Joe Ely Reunion Band with Bobby Keys

 

iFest Date/Time

Bud Light World Music Stage
May 8, 6:30pm
 

Genre

Rock
 

Bio

With a career spanning 18 albums, thousands of live performances, and hundreds of thousands of miles on the road over four decades, Joe Ely needs no introduction. This American singer, songwriter and guitarist, whose music touches on honky-tonk, country and rock and roll, has had a genre-crossing career, performing with Bruce Springsteen, Uncle Tupelo, Los Super Seven, The Clancy Brothers and James McMurtry in addition to his early work with The Clash and more recent acoustic tours with Lyle Lovett, John Hiatt, and Guy Clark.
 
Streets of Sin, his first studio album in 5 years, marks a changed man, a restless, creative soul hungry to get back to the ol’ Joe.
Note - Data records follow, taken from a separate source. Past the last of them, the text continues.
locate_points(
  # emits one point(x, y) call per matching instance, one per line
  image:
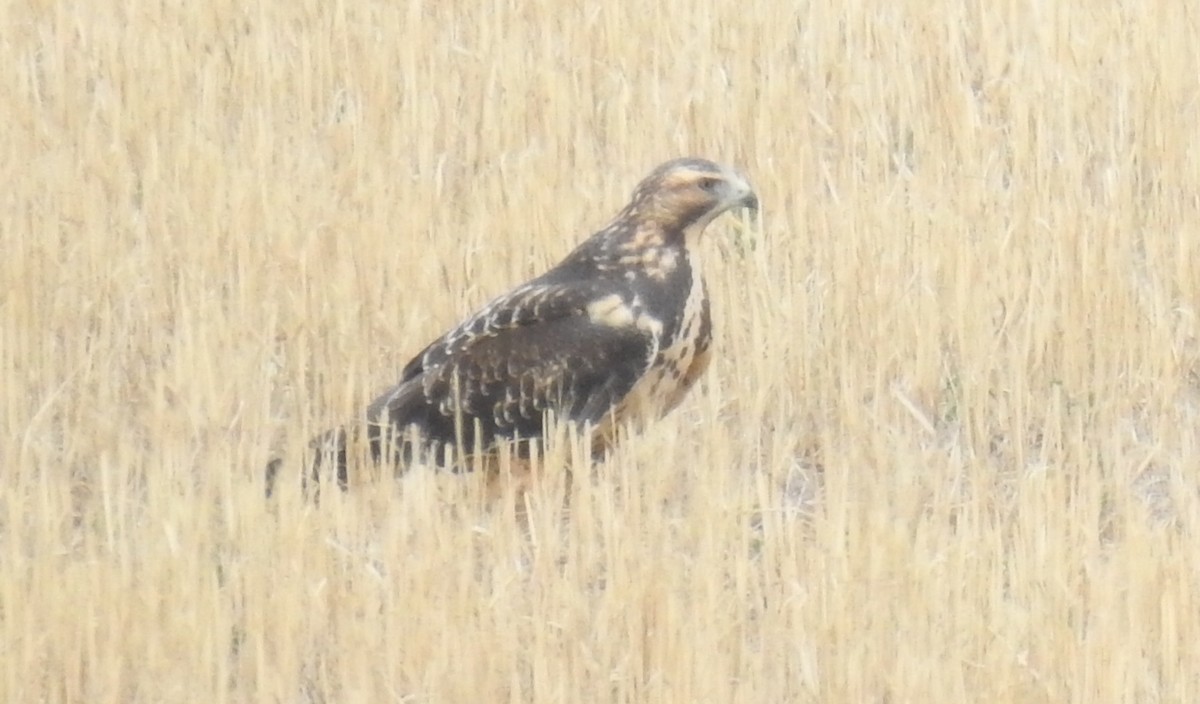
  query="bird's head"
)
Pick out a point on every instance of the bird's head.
point(685, 194)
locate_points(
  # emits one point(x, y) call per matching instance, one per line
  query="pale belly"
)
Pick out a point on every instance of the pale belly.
point(675, 371)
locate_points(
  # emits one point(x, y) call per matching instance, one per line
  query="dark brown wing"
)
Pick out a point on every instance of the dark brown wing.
point(497, 374)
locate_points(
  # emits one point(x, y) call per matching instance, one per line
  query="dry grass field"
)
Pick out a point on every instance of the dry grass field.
point(948, 450)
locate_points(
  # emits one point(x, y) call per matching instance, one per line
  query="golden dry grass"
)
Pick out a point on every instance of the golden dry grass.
point(948, 451)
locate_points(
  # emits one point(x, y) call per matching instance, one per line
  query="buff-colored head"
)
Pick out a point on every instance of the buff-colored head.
point(685, 194)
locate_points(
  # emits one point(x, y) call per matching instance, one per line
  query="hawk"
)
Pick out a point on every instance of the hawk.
point(617, 332)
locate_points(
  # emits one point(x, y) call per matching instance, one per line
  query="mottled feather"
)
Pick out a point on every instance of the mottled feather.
point(618, 331)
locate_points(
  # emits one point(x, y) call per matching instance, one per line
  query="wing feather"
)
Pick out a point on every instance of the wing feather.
point(497, 374)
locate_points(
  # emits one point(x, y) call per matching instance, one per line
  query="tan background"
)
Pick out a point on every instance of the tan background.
point(947, 451)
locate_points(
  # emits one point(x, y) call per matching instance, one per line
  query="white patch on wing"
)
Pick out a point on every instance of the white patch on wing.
point(611, 311)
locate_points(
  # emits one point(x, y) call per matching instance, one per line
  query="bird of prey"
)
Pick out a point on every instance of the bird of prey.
point(615, 334)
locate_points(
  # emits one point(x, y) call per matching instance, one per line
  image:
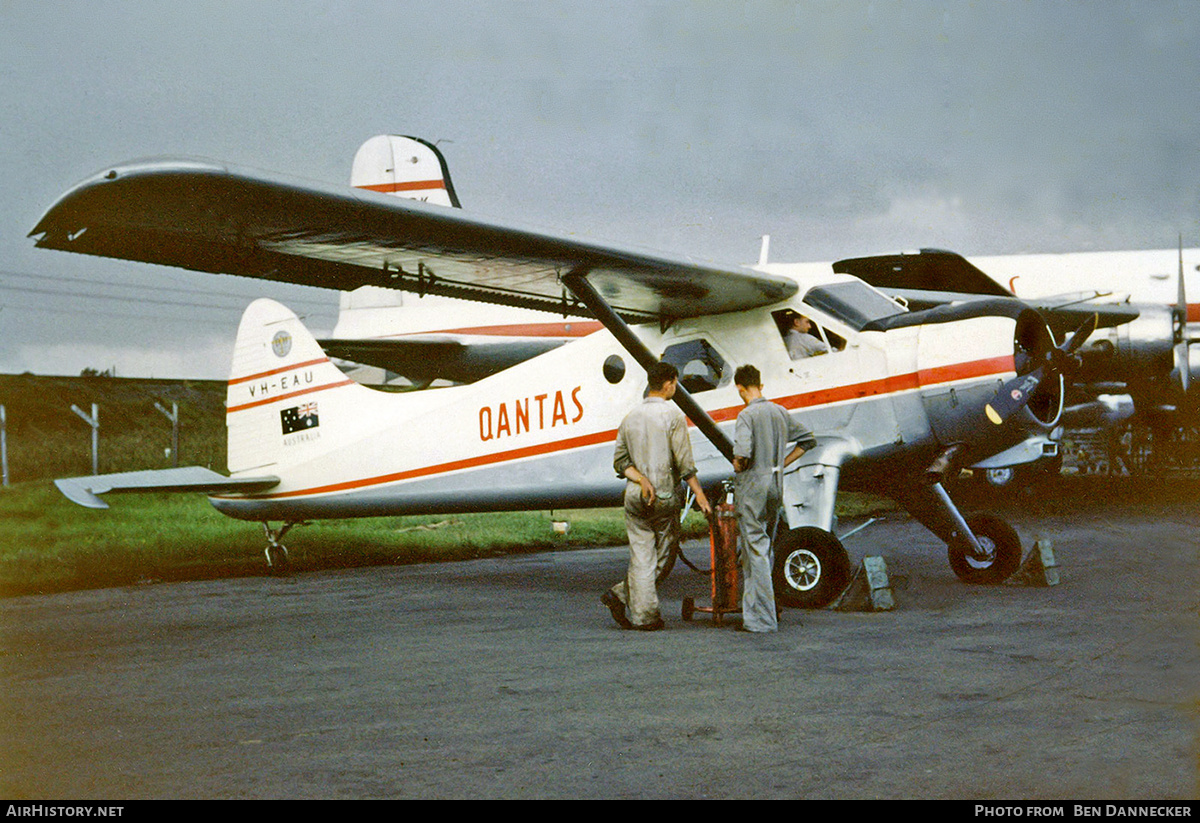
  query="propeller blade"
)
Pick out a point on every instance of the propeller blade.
point(1181, 300)
point(1182, 367)
point(1013, 396)
point(1080, 335)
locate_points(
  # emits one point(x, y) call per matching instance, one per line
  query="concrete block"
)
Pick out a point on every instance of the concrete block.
point(1038, 568)
point(869, 589)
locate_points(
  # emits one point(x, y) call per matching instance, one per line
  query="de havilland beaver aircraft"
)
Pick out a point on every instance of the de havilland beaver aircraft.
point(1133, 374)
point(901, 396)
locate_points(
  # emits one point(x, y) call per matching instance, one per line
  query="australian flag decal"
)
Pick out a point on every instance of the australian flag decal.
point(299, 419)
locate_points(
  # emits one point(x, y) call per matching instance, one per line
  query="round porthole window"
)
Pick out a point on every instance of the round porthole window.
point(613, 368)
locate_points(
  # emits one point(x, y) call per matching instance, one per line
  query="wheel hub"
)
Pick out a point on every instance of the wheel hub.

The album is all about songs and the singer-songwriter who has learned to love the studio and find refuge in it, and the musician who plays more guitar than on any previous recording. The songs are the kind of small stories “you find on page 8 of the B section in the newspaper,” as Ely puts it, small stories that also happen to resonate and ring true in the larger world.

The Flatlanders, the band he started in 1972 with this South Plains co-conspirators Butch Hancock and Jimmie Dale Gilmore, inspired the return to the basics. Reuniting, recording their first album in 30 years, and touring coast to coast and overseas brought it all back home for Ely. And the proof is in the music. “When I was signing these songs, I found myself singing not to the multitudes, but to somebody alone in the kitchen,” Ely says. “A listener can relate because they know a character like the ones I write about. It doesn’t require audience participation. I think it’s best listened to in the kitchen, by the computer, in the backyard, or in the car. It’s got a nice road flow to it.

“This is not a honky-tonk or a rock record,” he makes plain. It’s more folk and blues-y rhythms and simple songs and a little dark. 
 
Joe Ely fans believe their Texas troubadour has delivered up a big heaping serving of songs worth listening to, now more than ever, especially when the wind starts kicking up out of the west.